Hinterzimmer- und Basta-Politik haben in der Vergangenheit viel Glaubwürdigkeit und Vertrauen gekostet. So war das sicherlich aktuell beim Hochmoselübergang. So war es bei Stuttgart 21. So war es auch aktuell bei der Diskussion um die Bürgerbeteiligung bei der Mittelrheinbrücke und der OLG-Fusion.

Es reicht daher nicht aus, dass die Politik Verfahren zur Verfügung stellt und die Hürden senkt, sie muss vielmehr in allen Phasen transparent arbeiten, aktiv informieren, die Interessen der Bürgerinnen und Bürger aufnehmen und tatsächlich umsetzen.

(Beifall der CDU)

Meine Damen und Herren, die Frage der Bürgerbeteiligung ist eine Grundfrage unserer Demokratie. Die CDU hat daher bereits vor den Landtagswahlen zusammen mit Heiner Geißler – Sie wissen, dem Schlichter von Stuttgart 21 –

(Ramsauer, SPD: Wir wissen es!)

ein Sechs-Punkte-Programm für eine aktive Bürgerbeteiligung erarbeitet. Wir fordern in diesem Programm beispielsweise eine Stärkung der unmittelbaren Demokratie. Durch eine grundlegende Reform des öffentlichen Planungs- und Baurechts durch neue Formen unmittelbarer Demokratie wollen wir ein Stück Glaubwürdigkeit und mehr Vertrauen für die Demokratie zurückgewinnen. Die besonderen Formen direkter Bürgerbeteiligung, die wir vorschlagen, sollen obligatorisch sein für Großprojekte der öffentlichen Hand und Investitionen, an denen die öffentliche Hand beteiligt ist.

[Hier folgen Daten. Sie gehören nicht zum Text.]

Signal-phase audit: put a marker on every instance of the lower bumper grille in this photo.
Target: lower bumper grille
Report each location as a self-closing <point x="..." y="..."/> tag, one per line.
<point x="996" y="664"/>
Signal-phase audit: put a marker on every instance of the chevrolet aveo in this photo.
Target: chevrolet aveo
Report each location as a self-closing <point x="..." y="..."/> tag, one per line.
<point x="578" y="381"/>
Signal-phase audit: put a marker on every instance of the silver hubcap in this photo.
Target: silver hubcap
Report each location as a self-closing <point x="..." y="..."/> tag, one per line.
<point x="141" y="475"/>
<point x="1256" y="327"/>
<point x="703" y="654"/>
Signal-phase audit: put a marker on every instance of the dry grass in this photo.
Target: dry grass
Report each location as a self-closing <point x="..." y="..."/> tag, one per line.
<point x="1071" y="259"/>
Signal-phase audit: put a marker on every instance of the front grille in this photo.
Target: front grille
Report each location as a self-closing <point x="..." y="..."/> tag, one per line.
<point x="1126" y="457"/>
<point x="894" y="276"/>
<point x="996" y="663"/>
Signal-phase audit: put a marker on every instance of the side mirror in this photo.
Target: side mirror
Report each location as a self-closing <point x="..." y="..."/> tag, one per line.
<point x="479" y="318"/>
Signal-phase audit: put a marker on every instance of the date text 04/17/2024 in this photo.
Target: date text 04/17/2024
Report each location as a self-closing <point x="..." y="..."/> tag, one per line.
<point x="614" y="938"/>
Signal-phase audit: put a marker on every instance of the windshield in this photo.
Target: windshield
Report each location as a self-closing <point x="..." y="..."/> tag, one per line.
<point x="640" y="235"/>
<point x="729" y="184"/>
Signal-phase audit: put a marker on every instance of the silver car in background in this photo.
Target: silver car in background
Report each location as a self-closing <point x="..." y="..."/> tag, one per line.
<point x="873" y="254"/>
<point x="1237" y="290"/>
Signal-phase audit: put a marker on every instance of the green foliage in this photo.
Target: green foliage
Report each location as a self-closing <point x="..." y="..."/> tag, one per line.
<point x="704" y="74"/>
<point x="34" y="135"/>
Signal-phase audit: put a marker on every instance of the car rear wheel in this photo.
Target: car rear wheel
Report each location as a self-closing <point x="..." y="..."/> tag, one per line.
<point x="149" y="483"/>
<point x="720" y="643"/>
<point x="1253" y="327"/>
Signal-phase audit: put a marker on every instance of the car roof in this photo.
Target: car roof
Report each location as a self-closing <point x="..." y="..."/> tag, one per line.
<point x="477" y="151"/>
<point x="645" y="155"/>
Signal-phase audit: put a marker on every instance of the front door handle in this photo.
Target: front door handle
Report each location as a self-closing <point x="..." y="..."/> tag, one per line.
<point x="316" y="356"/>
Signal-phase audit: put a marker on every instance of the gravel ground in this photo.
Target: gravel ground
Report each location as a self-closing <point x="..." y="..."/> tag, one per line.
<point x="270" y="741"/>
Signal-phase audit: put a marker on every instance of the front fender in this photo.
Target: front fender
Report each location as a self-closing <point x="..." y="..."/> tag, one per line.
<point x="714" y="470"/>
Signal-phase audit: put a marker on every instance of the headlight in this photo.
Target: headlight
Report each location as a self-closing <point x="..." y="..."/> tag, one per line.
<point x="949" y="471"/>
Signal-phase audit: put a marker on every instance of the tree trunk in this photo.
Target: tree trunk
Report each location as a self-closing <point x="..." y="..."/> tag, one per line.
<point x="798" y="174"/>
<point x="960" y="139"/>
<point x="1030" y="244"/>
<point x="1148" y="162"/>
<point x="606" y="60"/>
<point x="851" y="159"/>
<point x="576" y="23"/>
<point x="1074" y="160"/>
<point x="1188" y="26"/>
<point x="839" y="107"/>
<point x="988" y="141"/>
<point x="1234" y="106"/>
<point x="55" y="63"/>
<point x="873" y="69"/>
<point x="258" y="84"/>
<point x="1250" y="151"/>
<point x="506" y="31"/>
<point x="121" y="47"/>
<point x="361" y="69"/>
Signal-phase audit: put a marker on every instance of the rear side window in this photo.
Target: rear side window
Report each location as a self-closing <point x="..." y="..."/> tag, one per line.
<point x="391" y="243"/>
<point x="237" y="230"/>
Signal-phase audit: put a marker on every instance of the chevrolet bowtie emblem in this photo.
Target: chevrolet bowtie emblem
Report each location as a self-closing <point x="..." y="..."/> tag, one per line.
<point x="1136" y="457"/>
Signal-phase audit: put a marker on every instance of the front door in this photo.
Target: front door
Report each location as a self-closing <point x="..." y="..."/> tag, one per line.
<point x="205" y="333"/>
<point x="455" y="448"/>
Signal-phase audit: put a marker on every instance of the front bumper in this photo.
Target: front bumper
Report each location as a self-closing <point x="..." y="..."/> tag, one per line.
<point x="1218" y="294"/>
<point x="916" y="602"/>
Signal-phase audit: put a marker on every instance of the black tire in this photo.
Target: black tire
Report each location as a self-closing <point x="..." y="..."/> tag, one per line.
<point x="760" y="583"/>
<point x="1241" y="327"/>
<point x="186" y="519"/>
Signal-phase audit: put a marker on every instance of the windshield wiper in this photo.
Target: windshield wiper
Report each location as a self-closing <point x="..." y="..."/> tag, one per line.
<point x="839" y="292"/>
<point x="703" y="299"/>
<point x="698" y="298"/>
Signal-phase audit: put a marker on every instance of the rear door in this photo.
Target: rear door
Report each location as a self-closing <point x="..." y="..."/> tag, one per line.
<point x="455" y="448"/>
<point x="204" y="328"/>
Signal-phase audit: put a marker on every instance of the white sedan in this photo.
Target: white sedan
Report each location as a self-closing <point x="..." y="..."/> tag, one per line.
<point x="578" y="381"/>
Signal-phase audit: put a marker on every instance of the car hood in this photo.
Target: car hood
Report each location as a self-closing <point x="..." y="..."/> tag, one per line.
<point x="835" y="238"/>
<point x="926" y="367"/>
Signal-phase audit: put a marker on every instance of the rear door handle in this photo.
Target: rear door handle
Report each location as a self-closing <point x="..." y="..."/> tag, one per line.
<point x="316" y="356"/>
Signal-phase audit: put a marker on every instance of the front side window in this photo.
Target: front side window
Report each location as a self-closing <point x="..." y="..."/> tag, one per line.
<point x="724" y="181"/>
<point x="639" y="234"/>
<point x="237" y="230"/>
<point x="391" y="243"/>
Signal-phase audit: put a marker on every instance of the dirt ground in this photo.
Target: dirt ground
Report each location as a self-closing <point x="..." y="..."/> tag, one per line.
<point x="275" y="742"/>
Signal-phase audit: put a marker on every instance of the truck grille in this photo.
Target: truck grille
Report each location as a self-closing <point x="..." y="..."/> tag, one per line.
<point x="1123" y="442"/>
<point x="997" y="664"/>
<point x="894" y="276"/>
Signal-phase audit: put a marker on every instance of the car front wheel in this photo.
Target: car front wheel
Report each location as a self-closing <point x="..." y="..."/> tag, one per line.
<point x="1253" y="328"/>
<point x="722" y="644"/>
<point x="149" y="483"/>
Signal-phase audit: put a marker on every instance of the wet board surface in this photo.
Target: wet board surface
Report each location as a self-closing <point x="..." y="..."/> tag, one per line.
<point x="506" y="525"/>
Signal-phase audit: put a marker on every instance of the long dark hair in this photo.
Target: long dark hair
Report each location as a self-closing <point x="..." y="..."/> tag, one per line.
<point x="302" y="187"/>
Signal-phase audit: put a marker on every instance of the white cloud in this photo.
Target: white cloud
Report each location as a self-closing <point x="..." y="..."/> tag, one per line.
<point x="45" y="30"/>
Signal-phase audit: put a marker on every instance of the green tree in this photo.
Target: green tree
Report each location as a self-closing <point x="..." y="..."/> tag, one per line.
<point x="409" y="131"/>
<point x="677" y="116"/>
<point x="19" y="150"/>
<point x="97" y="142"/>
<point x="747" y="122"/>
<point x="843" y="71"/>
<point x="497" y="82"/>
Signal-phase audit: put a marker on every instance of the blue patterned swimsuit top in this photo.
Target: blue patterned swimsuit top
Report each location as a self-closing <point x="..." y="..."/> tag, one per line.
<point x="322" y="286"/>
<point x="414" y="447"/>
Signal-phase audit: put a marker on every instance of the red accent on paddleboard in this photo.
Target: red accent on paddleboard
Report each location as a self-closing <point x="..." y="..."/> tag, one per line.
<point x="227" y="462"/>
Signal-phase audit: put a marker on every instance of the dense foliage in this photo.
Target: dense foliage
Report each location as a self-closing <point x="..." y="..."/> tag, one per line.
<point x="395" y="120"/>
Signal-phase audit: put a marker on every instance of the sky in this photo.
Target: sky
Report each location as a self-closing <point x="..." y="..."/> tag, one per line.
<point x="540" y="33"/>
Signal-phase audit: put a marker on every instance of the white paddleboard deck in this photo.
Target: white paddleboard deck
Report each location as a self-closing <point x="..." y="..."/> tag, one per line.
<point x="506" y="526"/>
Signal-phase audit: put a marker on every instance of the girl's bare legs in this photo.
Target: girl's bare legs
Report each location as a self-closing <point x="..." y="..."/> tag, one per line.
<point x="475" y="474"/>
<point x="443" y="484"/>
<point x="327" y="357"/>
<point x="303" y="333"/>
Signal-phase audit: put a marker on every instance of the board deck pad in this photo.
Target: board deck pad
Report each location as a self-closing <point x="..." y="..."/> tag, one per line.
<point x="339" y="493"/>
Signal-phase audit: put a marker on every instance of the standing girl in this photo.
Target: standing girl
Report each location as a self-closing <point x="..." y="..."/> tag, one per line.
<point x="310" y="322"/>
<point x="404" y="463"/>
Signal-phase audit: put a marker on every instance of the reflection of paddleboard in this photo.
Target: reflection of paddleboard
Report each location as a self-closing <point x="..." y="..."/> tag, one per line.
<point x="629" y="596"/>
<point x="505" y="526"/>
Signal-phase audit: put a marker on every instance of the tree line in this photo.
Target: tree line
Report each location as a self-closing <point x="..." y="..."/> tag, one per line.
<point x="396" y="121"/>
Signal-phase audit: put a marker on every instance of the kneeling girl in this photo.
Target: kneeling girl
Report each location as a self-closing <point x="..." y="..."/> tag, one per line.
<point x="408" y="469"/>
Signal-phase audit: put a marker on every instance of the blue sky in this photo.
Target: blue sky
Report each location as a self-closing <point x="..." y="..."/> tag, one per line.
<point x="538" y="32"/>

Am Anfang eines solchen Projekts – beispielsweise eine Brücke, ein Flugplatz oder ein Bahnhof – muss immer die Formulierung des Projektziels stehen. Dieses Ziel ist dann Gegenstand einer allgemeinen öffentlichen Erörterung mit anschließender Diskussion von Alternativen. Danach erfolgt die Grundabstimmung, bei der über das Projekt und seine Alternativen entschieden werden muss. Danach beginnt die detaillierte Planung, zum Beispiel die Trassenführung mit möglichen Alternativen. Diese können öffentlich erörtert, in gestrafften Planfeststellungsverfahren geprüft und anschließend endgültig entschieden werden.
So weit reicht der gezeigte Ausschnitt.